Un día, mientras disparaba con mi reflex todas las esquinas de un poblado wolof, una niña se colocó a mi lado sin decir nada. Me quedé mirándola y empecé a hacerle fotos. Tenía unos enormes ojos negros a juego con su pelo rizado y no apartaba la vista del llavero de mi mochila, con forma de muñeca. Seguramente nunca había visto una. Cuando me di cuenta, se la dí y ella corrió por todo el poblado enseñándola como un tesoro. Los niños salieron de sus cabañas y vinieron a enseñarme sus manos vacías, diciéndome sus nombres, pero yo no tenía más regalos que ofrecerles. Rebusqué y repartí todos los adornos y chucherías que encontré en mi bolso y me respondieron con más abrazos de los que había recibido nunca. Al principio me aparté, como si me molestara el roce.

El reportaje entonces cambió por completo. Fue todo un éxito. Mi jefe me habló de otros viajes, otras tribus, pero yo sentía que tenía que volver, porque aquella pequeña no era tan diferente a mí.
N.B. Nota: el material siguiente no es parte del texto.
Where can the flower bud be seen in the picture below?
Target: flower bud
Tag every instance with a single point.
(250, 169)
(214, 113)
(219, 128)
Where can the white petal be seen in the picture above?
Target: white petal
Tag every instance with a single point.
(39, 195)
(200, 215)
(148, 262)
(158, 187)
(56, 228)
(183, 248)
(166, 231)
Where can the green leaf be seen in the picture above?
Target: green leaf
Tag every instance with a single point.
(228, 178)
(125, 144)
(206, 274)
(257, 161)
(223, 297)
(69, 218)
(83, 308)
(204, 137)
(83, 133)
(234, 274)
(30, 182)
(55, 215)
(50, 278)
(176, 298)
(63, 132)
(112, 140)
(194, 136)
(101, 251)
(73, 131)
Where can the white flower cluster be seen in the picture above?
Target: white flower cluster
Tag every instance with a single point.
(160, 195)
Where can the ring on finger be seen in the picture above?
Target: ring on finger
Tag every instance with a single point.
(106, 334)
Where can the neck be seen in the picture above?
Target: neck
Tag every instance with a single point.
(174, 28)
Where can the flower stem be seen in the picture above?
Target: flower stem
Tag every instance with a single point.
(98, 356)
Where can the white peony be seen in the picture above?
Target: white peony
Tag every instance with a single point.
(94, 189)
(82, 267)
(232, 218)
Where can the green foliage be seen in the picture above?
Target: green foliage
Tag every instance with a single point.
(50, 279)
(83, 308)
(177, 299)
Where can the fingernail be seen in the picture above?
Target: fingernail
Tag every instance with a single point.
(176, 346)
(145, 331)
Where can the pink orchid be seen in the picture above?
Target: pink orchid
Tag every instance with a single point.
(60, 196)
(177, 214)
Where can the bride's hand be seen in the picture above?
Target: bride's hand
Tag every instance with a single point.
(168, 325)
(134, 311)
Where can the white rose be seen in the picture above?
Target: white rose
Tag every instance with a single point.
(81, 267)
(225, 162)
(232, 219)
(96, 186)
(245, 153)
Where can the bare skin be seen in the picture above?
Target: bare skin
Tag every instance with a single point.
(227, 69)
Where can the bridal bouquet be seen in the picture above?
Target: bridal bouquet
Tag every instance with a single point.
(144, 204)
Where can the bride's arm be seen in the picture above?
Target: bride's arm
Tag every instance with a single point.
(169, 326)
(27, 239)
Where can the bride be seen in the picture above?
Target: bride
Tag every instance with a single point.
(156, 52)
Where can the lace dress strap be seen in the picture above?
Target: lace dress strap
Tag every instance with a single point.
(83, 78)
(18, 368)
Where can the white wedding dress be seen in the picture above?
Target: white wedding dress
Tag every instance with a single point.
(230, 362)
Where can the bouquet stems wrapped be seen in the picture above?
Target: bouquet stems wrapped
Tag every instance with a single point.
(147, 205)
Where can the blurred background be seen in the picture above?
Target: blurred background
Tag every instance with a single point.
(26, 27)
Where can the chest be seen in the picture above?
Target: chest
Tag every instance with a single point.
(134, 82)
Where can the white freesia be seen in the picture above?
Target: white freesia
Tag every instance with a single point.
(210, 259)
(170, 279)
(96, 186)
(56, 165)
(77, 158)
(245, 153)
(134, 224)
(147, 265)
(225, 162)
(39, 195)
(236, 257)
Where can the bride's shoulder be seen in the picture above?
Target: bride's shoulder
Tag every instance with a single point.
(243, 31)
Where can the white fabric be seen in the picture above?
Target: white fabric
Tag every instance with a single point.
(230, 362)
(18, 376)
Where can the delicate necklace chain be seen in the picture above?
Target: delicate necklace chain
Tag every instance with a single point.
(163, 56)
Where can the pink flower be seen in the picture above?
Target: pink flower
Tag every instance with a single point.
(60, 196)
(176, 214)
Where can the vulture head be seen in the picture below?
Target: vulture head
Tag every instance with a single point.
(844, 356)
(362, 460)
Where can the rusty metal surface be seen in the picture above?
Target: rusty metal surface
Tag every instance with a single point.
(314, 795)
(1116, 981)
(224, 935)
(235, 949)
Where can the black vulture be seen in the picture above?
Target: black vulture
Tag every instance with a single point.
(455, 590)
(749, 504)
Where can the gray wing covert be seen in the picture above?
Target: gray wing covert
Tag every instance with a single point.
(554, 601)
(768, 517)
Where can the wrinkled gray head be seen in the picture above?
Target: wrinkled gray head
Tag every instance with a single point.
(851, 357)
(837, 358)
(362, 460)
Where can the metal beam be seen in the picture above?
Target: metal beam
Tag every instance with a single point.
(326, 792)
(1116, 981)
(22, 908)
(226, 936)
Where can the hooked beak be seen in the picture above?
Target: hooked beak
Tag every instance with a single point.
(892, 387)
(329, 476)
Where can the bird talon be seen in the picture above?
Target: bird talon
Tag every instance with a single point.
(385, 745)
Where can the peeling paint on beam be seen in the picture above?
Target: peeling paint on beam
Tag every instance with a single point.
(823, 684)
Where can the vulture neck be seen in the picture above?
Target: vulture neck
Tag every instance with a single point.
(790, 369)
Estaba sola en medio de un montón de gente que apenas reparaba en ella.

Algunos de mis compañeros vinieron conmigo. Otros colaboraron desde allí. A papá le hablé de Nunu, mi nueva amiga, y de mis planes para ayudar, y aunque no entendía que cambiara mis comodidades por irme al fin del mundo, prometió venir a verme para entender por qué creo tener ahora más que nunca. Levantamos escuelas, un pequeño hospital y hasta pintamos un campo de fútbol junto al poblado. Todas las mañanas, en Wolof, mis niños gambianos se lavan como les he enseñado y juegan a dejar un reguero sobre las calles de barro. También los mayores. Es un primer paso para evitar infecciones y contagios.
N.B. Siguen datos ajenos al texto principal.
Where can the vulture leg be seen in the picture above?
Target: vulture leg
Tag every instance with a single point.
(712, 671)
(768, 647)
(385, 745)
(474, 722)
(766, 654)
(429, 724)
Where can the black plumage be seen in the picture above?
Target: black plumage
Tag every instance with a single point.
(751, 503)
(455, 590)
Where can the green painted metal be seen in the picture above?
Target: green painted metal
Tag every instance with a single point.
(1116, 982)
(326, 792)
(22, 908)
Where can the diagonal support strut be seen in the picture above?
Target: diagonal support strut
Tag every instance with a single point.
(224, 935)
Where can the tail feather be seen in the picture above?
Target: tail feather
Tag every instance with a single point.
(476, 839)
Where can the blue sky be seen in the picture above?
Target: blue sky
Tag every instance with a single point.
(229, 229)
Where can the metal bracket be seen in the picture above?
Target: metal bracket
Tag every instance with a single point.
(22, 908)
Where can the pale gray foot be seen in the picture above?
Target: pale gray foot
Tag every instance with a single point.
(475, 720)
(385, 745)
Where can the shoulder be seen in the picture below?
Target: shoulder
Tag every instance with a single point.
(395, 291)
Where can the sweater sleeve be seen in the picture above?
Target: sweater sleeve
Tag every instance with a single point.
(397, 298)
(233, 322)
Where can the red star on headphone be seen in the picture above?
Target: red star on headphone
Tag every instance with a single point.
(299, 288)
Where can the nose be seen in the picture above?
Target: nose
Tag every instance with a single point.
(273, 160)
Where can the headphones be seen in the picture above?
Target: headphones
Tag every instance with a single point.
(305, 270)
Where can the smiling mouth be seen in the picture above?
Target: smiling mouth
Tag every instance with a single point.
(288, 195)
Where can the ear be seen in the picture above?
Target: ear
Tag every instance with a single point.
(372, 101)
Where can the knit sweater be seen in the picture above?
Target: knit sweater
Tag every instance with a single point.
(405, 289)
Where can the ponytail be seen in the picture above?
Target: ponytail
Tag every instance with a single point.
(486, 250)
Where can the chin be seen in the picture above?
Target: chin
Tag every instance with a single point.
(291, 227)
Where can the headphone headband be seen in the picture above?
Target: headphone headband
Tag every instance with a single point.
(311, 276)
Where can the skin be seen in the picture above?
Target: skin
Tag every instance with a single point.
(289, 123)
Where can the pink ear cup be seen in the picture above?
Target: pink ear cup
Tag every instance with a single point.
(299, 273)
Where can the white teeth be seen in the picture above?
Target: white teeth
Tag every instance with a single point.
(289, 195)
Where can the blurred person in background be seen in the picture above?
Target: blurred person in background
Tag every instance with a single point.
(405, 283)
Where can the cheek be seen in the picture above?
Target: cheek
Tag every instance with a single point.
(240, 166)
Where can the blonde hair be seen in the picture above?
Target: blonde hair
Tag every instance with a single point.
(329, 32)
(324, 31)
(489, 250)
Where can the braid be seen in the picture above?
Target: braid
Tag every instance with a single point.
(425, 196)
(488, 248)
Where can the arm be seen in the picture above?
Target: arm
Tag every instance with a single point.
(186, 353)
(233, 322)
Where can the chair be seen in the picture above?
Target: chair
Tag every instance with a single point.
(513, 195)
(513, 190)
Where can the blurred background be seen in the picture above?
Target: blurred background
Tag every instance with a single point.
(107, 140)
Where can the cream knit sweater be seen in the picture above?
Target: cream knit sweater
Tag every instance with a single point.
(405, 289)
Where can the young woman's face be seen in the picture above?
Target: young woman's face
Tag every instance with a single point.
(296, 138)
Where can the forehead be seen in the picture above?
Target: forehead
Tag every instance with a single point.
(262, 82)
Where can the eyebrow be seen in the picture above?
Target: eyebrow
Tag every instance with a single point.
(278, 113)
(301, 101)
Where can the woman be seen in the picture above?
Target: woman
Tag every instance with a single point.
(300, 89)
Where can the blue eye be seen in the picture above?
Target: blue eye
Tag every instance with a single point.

Hoy papá cumplió su promesa y aterrizó en Banjul. Luego una camioneta le trajo hasta aquí.

Nunu le ha cogido de la mano para enseñarle cómo se lava las manos, él la ha imitado con los ojos llenos de lágrimas como si no lo hubiera hecho nunca y luego, rompiendo todos los protocolos de asepsia que siempre me ha enseñado, se ha acercado a mí y me ha rodeado con sus brazos. Por primera vez nos hemos mirado sin apartar la vista y he entendido que no somos tan diferentes y que, de alguna manera, también sigo sus pasos.

5 comentarios:

Blogger Miguel ha dicho...

Me ha emocionado...
Un beso

21 de enero de 2010, 8:08  
Blogger Maria Coca ha dicho...

Si. Un relato que me ha dejado los pelos de punta y un dulce regusto a felicidad. A corazones abiertos.

El detalle del lavado de manos y el reguero me parece muy bueno, muy visual.

Eres un hacha!!!!!!

21 de enero de 2010, 19:04  
Blogger Pina Jaraquemada ha dicho...

¡Qué bonito, Ana! Me encanta verte de nuevo por aquí. Un besazo

24 de enero de 2010, 22:34  
Anonymous Anónimo ha dicho...

ufff, y ya tirando hasta de la internete para los relatos

4 de febrero de 2010, 17:33  
Anonymous Anónimo ha dicho...

Un trabajo soberbio, Ana. En la mejor acepción que tiene el término. Me encantó.